Speaking at the opening of an international scientific meeting hosted by RCSI this week, Current controversies in dental practice, Dr Walsh warned: ‘All of the robust scientific data demonstrates that fluoridation protects against tooth decay.

‘Studies of children’s oral health consistently showed that those living in areas with fluoridated water had 18% less tooth decay than those living in non-fluoridated areas. To ignore this evidence is taking a big health risk.’

Dr Walsh believes the potential effect of any decision by a local authority to remove fluoridation from Ireland’s public water systems would significantly increase the risk of tooth decay among children across the country.

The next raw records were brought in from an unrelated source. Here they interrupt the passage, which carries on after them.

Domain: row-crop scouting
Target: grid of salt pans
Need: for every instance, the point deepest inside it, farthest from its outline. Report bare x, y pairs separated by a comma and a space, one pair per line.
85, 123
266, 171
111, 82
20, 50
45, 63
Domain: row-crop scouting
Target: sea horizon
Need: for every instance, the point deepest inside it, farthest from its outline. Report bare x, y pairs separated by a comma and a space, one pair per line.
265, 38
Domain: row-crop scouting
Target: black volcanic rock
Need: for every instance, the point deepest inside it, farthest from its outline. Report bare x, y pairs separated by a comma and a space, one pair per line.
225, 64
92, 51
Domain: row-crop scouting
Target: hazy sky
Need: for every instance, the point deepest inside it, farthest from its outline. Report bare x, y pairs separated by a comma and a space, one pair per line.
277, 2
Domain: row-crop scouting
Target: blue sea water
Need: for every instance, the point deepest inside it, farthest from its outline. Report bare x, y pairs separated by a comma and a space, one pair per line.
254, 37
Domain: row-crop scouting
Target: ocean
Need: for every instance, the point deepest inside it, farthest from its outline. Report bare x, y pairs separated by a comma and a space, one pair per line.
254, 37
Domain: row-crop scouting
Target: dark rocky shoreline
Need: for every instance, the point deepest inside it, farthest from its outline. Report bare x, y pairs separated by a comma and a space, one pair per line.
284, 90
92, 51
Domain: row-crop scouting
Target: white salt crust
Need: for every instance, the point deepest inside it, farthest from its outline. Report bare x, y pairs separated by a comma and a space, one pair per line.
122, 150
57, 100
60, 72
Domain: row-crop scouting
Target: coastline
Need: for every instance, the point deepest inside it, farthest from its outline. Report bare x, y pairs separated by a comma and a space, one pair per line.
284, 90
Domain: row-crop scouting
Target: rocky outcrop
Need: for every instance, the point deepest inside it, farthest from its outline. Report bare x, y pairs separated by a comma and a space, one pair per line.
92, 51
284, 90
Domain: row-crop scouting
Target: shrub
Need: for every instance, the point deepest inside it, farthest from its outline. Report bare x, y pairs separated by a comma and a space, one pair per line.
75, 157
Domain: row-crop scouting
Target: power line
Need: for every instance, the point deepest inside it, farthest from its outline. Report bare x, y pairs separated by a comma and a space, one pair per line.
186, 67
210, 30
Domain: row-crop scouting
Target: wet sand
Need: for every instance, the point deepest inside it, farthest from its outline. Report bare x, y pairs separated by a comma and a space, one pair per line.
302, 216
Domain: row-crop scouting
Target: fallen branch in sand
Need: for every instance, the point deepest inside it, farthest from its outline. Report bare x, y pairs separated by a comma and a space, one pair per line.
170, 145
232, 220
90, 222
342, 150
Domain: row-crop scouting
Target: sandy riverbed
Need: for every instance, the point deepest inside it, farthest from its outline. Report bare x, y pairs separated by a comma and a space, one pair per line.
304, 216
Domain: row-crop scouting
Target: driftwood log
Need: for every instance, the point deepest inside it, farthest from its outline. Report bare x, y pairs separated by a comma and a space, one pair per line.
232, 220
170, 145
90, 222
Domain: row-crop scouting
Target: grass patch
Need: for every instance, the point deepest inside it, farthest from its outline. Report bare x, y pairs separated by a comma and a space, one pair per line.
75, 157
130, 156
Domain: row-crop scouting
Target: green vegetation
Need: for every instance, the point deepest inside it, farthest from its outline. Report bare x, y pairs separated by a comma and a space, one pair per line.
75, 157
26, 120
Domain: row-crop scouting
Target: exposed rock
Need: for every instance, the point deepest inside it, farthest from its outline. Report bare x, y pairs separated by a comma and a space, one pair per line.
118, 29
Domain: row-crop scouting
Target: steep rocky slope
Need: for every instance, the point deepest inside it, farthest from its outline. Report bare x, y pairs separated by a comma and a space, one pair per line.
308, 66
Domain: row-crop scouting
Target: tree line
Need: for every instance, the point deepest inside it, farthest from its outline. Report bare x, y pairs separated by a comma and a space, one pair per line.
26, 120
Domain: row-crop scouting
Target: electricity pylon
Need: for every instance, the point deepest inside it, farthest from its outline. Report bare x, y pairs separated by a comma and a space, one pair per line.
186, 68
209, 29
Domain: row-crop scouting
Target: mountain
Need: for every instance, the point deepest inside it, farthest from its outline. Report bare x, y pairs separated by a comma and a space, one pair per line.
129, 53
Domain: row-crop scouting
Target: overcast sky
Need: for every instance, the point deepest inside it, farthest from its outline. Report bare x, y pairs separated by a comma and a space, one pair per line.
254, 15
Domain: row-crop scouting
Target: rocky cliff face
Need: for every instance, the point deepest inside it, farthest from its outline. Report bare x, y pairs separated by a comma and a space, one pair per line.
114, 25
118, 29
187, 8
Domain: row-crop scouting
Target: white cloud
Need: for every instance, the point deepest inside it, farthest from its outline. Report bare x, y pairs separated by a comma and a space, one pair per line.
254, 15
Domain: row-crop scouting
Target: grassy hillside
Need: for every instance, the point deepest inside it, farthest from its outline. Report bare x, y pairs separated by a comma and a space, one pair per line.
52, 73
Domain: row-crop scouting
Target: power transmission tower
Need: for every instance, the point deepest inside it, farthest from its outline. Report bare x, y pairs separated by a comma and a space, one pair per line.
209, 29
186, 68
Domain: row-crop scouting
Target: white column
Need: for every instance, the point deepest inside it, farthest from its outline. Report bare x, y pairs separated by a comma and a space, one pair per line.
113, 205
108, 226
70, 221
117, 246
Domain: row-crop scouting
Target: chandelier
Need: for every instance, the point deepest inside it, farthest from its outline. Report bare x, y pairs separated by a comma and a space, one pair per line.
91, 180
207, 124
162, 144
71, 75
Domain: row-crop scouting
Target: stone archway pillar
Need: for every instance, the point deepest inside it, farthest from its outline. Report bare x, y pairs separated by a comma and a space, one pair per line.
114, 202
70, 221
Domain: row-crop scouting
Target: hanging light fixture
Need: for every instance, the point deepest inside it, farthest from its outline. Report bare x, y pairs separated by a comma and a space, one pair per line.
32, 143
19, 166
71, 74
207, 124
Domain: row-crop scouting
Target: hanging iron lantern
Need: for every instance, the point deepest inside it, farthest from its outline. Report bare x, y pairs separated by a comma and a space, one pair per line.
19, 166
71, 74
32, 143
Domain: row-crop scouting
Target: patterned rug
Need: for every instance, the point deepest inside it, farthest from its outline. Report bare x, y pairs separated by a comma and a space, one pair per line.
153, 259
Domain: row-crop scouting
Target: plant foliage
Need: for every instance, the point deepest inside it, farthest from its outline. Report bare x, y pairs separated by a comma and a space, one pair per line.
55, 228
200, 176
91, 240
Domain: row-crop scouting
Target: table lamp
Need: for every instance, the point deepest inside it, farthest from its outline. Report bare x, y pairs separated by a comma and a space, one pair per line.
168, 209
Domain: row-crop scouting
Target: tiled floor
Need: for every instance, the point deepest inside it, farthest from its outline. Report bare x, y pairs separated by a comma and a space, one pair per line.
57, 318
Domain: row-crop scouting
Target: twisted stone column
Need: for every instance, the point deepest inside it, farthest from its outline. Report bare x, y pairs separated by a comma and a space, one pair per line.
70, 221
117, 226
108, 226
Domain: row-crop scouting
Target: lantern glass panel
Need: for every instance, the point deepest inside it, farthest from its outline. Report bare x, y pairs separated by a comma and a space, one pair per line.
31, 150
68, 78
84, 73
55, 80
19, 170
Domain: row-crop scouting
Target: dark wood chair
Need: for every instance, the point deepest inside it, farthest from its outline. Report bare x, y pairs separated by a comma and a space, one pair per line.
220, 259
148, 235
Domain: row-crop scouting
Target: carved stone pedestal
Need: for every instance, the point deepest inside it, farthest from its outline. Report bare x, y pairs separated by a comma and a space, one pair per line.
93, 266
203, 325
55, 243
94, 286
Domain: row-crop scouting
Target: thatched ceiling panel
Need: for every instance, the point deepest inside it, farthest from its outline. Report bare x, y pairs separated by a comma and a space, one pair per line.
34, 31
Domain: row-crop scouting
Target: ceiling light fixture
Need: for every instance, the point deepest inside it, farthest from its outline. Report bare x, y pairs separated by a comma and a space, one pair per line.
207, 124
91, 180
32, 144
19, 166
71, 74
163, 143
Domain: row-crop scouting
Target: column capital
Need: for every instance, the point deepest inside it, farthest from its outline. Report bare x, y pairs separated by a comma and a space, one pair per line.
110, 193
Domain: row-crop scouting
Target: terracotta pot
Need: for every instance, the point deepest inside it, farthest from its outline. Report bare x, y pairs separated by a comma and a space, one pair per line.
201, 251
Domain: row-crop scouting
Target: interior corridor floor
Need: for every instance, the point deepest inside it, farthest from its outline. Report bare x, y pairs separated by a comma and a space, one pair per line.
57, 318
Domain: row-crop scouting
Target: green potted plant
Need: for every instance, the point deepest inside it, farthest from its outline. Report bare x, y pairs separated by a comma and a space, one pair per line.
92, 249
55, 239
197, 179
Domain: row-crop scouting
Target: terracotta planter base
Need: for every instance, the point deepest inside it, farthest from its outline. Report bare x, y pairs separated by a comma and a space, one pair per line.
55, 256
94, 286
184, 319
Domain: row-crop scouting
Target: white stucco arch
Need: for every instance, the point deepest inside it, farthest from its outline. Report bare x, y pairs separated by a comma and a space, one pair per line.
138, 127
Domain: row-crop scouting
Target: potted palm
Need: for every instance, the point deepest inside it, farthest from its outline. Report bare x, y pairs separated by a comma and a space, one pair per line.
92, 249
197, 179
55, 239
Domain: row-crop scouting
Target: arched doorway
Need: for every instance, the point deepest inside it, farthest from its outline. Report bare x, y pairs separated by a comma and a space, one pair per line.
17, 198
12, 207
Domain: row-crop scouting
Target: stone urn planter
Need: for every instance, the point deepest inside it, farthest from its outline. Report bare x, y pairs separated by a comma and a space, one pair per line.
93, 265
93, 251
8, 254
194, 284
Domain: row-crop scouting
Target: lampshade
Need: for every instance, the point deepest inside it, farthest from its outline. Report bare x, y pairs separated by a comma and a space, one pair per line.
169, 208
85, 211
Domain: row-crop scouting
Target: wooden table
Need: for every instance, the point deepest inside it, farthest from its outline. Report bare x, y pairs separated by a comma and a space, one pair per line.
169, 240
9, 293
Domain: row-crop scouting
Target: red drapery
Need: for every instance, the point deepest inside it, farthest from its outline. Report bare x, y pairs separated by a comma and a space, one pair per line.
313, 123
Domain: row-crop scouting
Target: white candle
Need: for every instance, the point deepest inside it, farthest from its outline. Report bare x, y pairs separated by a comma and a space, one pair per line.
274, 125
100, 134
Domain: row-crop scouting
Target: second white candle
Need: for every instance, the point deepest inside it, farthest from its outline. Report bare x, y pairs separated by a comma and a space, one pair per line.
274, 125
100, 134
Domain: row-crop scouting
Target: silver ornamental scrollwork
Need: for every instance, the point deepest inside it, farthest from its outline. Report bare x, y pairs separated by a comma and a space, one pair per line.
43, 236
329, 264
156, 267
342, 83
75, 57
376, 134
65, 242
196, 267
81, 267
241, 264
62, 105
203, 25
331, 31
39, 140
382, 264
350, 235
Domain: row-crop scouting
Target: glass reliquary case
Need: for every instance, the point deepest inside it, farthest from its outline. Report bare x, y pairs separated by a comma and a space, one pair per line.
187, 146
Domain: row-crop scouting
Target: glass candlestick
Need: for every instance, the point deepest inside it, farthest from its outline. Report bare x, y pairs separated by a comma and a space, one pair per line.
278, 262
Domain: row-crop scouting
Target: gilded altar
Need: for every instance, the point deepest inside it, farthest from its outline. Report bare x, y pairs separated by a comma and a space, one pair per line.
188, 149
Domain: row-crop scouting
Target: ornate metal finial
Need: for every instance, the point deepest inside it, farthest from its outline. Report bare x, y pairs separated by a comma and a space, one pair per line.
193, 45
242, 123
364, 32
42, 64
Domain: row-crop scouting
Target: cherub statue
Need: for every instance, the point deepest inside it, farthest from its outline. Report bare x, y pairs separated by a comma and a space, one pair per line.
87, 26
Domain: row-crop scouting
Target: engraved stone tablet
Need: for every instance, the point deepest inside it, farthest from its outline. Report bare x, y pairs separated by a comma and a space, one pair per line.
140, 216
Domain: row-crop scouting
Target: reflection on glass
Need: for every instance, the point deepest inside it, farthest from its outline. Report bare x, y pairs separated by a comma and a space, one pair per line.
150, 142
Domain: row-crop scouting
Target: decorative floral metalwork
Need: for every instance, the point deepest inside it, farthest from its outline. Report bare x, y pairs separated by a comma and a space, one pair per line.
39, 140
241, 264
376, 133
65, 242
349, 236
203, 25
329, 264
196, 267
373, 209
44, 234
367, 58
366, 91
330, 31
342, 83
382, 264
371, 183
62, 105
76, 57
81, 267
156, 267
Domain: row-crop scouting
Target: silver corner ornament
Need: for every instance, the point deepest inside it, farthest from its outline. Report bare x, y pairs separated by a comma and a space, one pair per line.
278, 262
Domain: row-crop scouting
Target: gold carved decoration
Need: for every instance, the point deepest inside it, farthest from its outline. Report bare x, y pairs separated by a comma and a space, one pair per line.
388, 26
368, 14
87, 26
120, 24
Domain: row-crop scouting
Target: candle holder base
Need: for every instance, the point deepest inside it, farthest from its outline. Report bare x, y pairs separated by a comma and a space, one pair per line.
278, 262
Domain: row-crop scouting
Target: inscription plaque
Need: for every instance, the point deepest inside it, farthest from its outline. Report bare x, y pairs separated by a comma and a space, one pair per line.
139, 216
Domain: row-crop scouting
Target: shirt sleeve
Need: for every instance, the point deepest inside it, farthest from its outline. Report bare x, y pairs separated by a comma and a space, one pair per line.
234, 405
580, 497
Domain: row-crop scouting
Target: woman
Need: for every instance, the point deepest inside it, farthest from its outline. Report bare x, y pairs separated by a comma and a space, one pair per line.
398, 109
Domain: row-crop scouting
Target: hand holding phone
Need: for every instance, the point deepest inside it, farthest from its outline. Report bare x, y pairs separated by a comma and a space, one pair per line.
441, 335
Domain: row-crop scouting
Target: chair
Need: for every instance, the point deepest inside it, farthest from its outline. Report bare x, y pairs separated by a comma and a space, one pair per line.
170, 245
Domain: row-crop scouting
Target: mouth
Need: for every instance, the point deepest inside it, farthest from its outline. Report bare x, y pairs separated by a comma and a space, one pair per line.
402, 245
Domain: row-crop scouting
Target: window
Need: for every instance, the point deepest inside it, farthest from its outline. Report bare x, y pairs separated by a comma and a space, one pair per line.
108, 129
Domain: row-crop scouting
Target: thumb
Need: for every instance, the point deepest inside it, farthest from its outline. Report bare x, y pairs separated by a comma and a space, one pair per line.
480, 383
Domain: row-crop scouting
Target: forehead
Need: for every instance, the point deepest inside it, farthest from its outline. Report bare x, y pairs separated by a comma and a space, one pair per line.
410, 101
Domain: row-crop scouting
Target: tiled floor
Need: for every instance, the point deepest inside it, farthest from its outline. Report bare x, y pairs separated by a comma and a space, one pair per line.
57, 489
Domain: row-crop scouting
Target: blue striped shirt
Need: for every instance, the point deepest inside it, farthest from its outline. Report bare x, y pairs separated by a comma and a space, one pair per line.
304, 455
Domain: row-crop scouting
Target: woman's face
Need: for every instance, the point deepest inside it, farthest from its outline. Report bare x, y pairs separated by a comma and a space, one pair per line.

This comes following comments from Professor Denis O’Mullane, former dean of the Dental School in Cork, who urged anti-fluoride campaigners to reconsider their stance on the fluoride debate and ‘focus on the science’, at a recent conference for HSE dental surgeons in Carlow.

As the public water supply in Northern Ireland is not fluoridated, Professor O’Mullane pointed out that, compared to the Republic, the levels of tooth decay north of the border were more than 40% higher than those in the Republic.

The RSCI scientific meeting is taking place from 30 to 31 October in Dublin.